Frau T. war auch nicht trotz der Aussichtslosigkeit einer Heilbehandlung in Art einer "Fehlbelegung" in einem Krankenhaus im Sinne des Krankenhausfinanzierungsgesetzes untergebracht. Aus der vom Senat eingeholten Auskunft der Klinik L. vom 9.5.2006 ergibt sich eindeutig, dass Frau T. im Behindertenbereich untergebracht war, der nicht den Krankenhausstatus hatte. Für die Antragsbefugnis auf Wohngeld ist ohne Bedeutung, dass sich Frau T. in einem Bereich der Klinik aufhielt, in dem keine Heimaufsicht ausgeübt wurde. Die Eigenschaft eines Heimes, auf die § 3 Abs. 2 Nr. 5 WoGG abstellt, hängt nicht von der Wahrnehmung der Heimaufsicht ab. Umgekehrt setzt das Unterworfensein unter die heimgesetzlichen Verpflichtungen ein Heim im Sinne des Heimgesetzes voraus. Der Umstand, dass die Klinik L. in der Anlage zum Wohngeldantrag nicht bestätigt hat, dass es sich um ein Heim im Sinne des Heimgesetzes handelt, sondern nur angegeben hat, Frau T. befinde sich im Langzeitbereich der Klinik, ist ebenfalls ohne Einfluss auf den Wohngeldanspruch. Für die Klinik mag es Gründe geben, den Langzeitbereich nicht "förmlich" als Heim zu bezeichnen. Dies ist aber für die materielle Antragsbefugnis nach § 3 Abs. 2 Nr. 5 WoGG ohne Bedeutung. So kann es auch zwischen einer Krankenbehandlung und einer (auch ärztlichen) Betreuung Pflegebedürftiger Übergänge geben, die eine genaue Abgrenzung erschweren. Dies kann auch zu Schwierigkeiten bei der Beantwortung der Frage führen, ob eine Einrichtung - und gegebenenfalls mit welchen Bereichen - der Heimaufsicht unterliegt.

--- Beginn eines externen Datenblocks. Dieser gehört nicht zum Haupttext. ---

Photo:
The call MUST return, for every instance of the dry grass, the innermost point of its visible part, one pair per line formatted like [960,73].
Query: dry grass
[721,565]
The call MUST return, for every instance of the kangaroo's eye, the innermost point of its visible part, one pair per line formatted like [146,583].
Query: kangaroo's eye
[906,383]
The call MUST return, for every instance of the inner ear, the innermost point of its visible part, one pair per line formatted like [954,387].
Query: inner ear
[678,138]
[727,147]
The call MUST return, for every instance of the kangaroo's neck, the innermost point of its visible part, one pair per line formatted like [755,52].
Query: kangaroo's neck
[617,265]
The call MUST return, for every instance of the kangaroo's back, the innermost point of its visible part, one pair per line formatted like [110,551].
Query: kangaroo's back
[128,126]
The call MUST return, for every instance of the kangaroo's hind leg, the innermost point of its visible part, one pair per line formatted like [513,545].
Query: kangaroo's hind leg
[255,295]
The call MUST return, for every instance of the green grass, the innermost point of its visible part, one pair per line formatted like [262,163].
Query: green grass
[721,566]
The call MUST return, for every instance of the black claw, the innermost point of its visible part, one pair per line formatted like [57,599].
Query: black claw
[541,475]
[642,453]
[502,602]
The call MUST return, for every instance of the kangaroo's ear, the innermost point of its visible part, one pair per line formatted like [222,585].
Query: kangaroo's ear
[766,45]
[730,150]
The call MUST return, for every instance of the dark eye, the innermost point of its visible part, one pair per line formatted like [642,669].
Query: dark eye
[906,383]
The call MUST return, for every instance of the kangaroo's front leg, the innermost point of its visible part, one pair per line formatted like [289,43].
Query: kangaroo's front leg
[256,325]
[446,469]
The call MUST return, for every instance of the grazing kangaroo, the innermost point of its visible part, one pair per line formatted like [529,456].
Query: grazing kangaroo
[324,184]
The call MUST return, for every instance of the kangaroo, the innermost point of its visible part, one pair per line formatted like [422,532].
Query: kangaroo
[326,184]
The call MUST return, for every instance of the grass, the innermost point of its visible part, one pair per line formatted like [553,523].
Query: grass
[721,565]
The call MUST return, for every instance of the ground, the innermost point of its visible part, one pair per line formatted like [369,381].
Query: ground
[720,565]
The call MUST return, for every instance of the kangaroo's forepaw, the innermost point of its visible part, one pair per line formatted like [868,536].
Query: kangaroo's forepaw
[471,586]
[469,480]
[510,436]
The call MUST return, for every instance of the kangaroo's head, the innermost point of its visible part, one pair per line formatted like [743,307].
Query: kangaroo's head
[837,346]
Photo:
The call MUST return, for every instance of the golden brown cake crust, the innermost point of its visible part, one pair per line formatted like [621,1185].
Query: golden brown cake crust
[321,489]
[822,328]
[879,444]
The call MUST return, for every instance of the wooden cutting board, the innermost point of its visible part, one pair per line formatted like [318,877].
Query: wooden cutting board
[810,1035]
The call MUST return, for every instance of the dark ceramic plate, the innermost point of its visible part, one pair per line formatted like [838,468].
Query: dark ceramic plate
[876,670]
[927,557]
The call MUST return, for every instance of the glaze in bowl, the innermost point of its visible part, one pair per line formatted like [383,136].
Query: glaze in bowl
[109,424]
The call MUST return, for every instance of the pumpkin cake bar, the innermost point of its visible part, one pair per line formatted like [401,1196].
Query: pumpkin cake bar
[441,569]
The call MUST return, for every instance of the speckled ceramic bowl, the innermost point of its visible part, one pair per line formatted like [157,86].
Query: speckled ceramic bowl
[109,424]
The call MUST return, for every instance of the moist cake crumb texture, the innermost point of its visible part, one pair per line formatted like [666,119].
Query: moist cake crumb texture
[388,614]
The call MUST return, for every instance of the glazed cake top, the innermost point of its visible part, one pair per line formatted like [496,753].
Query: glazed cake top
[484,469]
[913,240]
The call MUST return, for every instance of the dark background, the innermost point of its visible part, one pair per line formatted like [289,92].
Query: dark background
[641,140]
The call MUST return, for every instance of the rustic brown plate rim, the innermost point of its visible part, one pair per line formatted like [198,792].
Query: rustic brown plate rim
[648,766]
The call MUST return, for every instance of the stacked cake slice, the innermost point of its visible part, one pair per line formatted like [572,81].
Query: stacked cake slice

Vgl. hierzu Nds. OVG, Urteil vom 15.11.2000 - 7 L 3691/95 -.

Für den vorliegenden Fall kann - wie ausgeführt wurde - festgestellt werden, dass sich Frau T. in einem Heim im Sinne des Heimgesetzes befand und dort pflegerisch und nicht im Vordergrund stehend ärztlich zur Besserung oder Linderung eines Krankheitsbildes betreut wurde. Ob hierbei zwischen Frau T. und der Klinik L. ein Heimvertrag geschlossen worden war, ist für die Gewährung des Wohngeldes ohne Belang.

Vgl. BVerwG, Urteil vom 29.9.2005 - 5 C 7.03 -, NJW 2006, 390.